Basically, the crux behind how Vito Andolini, more commonly known as Don Corleone, a very powerful “legitimate businessman” (Mafia boss) creates his empire factors down to having ‘friendship’ in good faith. The book lays emphasis on ‘you’re only as strong as the people you know’ and it is portrayed brilliantly in a way where Puzo indirectly shows us the Don’s world view and how he establishes his power. Basically the foundation of the Don’s success stems from one single act of kindness in good faith, thus creating a friendship. This act may seem redundant or insignificant at face value but if you keep doing it long enough, you basically end up with an empire at your disposal.

In the book, the Don refuses to live by the corrupt laws set by society such as judiciary and police and how does he go about this? He does it by being friends with the right people in good faith. The intentions of the Don are never to call upon favors when needed and in most cases he does not even end up wanting anything in return but at the same time he would like to have that option. As the Don’s son Michael Corleone sees it, the Don is an eskimo, leaving behind small rations in the north pole so that if the day may come when he might need it, he’ll be safe. So essentially what it boils down to is that being in good faith with many people naturally establishes a foundation for growth and mutual help and with helping enough people, you create your empire.

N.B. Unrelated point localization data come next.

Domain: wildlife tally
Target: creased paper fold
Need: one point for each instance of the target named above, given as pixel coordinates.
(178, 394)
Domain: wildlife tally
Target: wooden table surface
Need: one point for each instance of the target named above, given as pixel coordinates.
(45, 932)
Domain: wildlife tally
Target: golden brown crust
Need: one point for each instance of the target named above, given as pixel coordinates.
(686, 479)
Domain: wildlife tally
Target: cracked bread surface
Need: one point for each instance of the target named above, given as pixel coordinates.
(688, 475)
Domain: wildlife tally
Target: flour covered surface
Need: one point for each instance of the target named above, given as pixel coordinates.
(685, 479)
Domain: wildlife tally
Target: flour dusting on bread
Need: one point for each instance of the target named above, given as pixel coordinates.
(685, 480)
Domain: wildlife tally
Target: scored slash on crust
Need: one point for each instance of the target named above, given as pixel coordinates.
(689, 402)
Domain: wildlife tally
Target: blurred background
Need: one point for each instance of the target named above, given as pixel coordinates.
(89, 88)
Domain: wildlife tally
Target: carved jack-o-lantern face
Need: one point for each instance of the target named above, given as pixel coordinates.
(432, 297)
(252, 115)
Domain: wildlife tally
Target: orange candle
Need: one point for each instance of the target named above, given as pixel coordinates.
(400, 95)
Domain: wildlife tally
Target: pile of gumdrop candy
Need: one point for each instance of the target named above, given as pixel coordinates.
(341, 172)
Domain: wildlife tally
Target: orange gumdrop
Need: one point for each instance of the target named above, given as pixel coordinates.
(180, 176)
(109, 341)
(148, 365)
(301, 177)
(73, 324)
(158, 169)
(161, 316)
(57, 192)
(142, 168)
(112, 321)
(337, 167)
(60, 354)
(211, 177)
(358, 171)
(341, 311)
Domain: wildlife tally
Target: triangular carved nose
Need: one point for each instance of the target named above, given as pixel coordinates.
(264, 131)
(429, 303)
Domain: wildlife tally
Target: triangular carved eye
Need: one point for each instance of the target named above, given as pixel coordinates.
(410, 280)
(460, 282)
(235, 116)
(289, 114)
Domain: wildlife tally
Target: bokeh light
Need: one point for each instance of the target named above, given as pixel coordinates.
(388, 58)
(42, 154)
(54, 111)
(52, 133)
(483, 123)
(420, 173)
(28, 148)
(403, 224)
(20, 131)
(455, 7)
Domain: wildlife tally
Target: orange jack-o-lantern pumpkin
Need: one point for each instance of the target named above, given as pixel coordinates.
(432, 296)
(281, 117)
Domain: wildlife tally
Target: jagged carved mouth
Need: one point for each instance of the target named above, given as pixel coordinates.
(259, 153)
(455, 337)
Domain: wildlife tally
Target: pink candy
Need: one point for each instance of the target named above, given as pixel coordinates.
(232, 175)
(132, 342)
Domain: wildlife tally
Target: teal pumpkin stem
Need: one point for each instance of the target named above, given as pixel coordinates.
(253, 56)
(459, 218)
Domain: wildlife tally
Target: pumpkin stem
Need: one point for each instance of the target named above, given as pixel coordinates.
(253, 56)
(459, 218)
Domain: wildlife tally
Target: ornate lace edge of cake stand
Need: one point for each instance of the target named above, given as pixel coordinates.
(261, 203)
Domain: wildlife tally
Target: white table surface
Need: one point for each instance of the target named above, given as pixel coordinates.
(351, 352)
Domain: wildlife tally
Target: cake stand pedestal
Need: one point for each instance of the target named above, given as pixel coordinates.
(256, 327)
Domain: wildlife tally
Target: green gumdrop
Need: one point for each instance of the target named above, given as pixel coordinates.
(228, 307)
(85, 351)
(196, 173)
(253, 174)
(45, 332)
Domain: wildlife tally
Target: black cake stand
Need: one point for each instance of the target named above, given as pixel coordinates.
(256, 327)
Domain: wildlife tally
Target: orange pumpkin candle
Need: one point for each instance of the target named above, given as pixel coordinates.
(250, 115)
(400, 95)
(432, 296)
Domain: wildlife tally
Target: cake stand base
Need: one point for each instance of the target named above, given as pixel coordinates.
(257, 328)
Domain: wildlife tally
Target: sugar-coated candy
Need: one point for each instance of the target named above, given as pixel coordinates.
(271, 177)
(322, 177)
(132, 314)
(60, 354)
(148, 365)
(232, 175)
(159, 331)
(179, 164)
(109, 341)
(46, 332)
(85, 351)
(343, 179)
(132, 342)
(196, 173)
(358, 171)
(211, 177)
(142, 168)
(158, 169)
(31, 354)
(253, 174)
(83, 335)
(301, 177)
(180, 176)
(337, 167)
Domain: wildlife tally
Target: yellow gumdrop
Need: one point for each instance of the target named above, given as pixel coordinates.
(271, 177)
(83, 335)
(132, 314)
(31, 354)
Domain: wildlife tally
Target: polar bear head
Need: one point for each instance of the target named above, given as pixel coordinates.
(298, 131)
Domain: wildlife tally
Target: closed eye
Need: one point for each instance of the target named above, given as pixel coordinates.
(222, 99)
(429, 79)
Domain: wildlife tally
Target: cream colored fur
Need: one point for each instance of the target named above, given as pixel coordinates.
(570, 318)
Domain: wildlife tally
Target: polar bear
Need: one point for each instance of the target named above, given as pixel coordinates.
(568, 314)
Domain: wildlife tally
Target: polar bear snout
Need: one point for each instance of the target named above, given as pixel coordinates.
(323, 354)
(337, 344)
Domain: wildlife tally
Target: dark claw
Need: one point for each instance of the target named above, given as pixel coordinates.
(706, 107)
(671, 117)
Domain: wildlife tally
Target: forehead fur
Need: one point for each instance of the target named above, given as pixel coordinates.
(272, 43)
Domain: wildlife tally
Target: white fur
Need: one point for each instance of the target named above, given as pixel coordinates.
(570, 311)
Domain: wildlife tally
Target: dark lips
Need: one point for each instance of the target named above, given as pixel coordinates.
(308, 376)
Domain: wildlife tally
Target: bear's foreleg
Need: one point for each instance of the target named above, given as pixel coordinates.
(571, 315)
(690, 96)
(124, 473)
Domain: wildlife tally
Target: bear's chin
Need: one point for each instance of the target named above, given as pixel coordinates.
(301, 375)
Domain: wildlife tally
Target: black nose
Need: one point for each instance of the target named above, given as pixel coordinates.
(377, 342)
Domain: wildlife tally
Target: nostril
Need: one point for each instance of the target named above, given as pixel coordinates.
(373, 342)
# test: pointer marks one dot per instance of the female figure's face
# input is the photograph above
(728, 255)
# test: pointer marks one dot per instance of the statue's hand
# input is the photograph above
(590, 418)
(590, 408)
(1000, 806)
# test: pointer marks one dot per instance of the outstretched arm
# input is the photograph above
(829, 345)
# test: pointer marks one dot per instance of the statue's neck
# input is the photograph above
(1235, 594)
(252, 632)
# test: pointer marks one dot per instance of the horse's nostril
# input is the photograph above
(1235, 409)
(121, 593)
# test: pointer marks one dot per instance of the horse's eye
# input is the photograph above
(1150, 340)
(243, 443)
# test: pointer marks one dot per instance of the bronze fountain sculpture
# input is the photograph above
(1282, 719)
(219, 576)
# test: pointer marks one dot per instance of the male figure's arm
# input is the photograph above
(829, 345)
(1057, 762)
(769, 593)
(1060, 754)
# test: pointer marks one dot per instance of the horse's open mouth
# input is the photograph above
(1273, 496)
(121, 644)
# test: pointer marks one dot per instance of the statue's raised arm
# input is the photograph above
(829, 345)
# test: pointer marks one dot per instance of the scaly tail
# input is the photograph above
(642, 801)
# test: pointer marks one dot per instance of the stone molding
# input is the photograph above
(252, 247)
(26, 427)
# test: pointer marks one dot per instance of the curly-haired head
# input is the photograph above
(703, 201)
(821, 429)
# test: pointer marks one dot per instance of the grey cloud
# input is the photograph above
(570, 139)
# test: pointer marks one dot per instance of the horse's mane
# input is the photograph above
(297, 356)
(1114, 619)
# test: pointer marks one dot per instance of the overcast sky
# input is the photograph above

What I learned from this book that I tried to implement in my life was the act of doing simple acts of kindness in good faith to anyone in need. I believe in a reciprocation of that energy, call it fate, karma or God’s work, whatever you prefer but there is an underlying concept of ‘as you sow, so shall you reap’ that comes back to you. I had no idea of how powerful it can be to have a large group of friends who will willingly help you before I read this book. This book looked me in the eye and told me that my empire was pitifully small and I basically have no eskimo rations. I’m basically running around in the North Pole with no safety net. It was in this moment that I decided my empire needed aggressive expansion. I did not do this with the intent of calling them up one day and asking for return favors, rather it felt like I was creating a foundation to offer my help and for them to offer theirs. My main goal was to achieve friendship and whatever good may come afterwards was voluntary. What this did essentially was that when the day came when I was overburdened, people actually recalled past events where I had helped them and offered their assistance voluntarily. I don’t even have to ask anyone, this empire business just runs itself.

Although I do believe Don Corleone’s empire was a bit utopian/idealistic since there are some ‘besharams’ who will try to manipulate your good faith for their own selfish gain so there were many lessons I learned as a result of this book. In a way I think every book has its own unique contribution to make in our lives and this was how I manifested the experiences from The Godfather into my own life. So what I hoped to accomplish from writing this article was to share a very useful and intriguing concept that I thought could help create a better, more cohesive society in which people are more inclined to help one another and strive for mutual benefit.

Man is a social animal and regardless of how popular it might be to be independent these days, at some point we do need help from people we can trust and having these people in our lives is, in my opinion, very important for mutual survival.